Real estate agent Tom Ouk, 38, has patronized the eatery for two decades, and echoed Mell’s concerns. Ouk was born in Cambodia and grew up in a refugee camp in Thailand, so the establishment connects him to his roots. The food also offers Ouk a rare chance to share the true flavors of his homeland with his children during their family’s visits, which happen at least twice a week. “It’s very difficult to find the true authentic Cambodian foods here in Washington or America. We’ve tried many other Cambodian restaurants … but it doesn’t taste the same even though the dish name the same.”
As a member of the nonprofit Cambodian Community Health Board, Ouk has co-hosted outreach events at Phnom Penh every other month to inform attendees about diabetes, hypertension, the dangers of smoking and alcohol. They also discuss additional resources that are needed in the community, such as translation services for people who are applying for citizenship and how to facilitate access to transportation. “It represents us all as a community,” Ouk said about Phnom Penh Noodle House. “To see the restaurant closing, it’s devastating. We’ve always been going there, and now it’s like … what now?”

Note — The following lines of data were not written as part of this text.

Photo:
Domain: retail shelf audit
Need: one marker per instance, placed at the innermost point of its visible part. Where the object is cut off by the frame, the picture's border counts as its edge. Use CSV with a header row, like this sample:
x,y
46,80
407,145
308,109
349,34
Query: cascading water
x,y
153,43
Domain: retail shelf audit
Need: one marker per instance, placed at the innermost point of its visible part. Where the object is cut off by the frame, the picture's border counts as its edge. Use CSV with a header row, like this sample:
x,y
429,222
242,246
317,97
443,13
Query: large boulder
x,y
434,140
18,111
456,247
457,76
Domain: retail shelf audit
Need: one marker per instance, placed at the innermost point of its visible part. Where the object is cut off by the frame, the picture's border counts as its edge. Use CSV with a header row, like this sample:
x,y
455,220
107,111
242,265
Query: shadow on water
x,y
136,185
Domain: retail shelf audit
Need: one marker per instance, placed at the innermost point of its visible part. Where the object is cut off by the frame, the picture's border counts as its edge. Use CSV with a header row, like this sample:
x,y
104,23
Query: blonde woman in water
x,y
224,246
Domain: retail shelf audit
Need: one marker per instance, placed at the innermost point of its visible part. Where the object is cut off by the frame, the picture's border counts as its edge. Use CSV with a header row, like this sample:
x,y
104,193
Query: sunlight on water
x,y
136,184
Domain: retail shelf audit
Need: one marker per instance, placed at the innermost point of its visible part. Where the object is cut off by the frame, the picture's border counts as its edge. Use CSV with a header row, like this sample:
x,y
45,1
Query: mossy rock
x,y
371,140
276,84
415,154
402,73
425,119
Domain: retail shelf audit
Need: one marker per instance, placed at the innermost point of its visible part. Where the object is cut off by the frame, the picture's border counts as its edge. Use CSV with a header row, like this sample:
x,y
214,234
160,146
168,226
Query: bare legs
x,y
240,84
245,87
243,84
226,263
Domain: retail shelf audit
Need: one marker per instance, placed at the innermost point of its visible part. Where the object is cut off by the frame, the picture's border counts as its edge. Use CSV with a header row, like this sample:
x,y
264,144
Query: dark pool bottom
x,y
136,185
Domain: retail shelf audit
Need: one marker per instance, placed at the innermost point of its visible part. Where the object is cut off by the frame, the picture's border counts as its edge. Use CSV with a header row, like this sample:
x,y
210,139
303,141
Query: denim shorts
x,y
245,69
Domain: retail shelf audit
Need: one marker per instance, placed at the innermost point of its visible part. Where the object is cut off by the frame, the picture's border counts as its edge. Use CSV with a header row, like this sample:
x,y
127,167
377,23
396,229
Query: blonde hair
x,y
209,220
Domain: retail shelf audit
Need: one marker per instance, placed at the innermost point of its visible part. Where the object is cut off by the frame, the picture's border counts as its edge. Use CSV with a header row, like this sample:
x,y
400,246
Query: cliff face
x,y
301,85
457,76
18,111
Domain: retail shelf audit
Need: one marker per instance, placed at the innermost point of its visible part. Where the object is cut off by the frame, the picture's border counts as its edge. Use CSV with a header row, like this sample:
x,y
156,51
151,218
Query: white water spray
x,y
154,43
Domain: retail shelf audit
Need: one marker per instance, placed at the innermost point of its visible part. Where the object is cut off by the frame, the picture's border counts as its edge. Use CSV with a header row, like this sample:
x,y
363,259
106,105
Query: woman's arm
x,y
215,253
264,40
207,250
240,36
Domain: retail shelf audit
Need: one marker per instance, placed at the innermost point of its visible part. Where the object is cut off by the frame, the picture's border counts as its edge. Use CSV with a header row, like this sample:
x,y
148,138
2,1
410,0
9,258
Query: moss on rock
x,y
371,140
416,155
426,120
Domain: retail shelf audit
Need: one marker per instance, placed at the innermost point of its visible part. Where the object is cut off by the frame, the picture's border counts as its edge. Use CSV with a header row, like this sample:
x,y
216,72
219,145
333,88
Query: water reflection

A Szechuan restaurant will take over Phnom Penh Noodle House’s space for the remainder of the lease, and Dawn said she didn’t know of anyone within the local Cambodian community who is interested in creating an eatery to take its place.
Although the local restaurant scene’s diversity problem has stumped many observers, Philip Deng, founder and CEO of MarketShare—a local nonprofit that seeks to empower under-resourced entrepreneurs in the food industry—largely attributes it to Seattle’s rising cost of living and the cultural appropriation of marginalized communities’ cuisines. “I think what is most important to note is that diversity is increasing on restaurant menus—as mainstream customers seek more globally representative flavors—while diversity in restaurant proprietorship has failed to keep pace with the broadening variety of dishes being served,” Deng wrote in an email to Seattle Weekly. “Ask any Seattle restaurateur how much capital and risk is involved with opening a restaurant close to or in the downtown core, and I think you’ll have most of your answer as to why less economically powerful groups such as newly arrived immigrants and refugees are less able to open their own food businesses in similar areas.” Deng is currently raising funds for MarketShare’s proposed plan to transform the King Street Station into an incubator for immigrant and refugee chefs, which he hopes could help address the lack of Cambodian and other type of cuisines in the area.
Meanwhile, the local Cambodian community has stepped up for the Phnom Penh family by offering emotional and financial support to Dawn and her son, Devin. A GoFundMe page dedicated to his recovery has raised nearly $80,000 since launching last September. Devin now lives in a skilled nursing facility, and Dawn cares for him in between her work shifts at the extra job she picked up at Princi bakery in Starbucks Reserve Roastery. Offers of legal, therapy, and health care services have helped keep the family going during this difficult time.
“I had a sense of it, but didn’t realize how much love, really, there was for us,” said Dawn. “It’s amazing how food could have that impact on others.”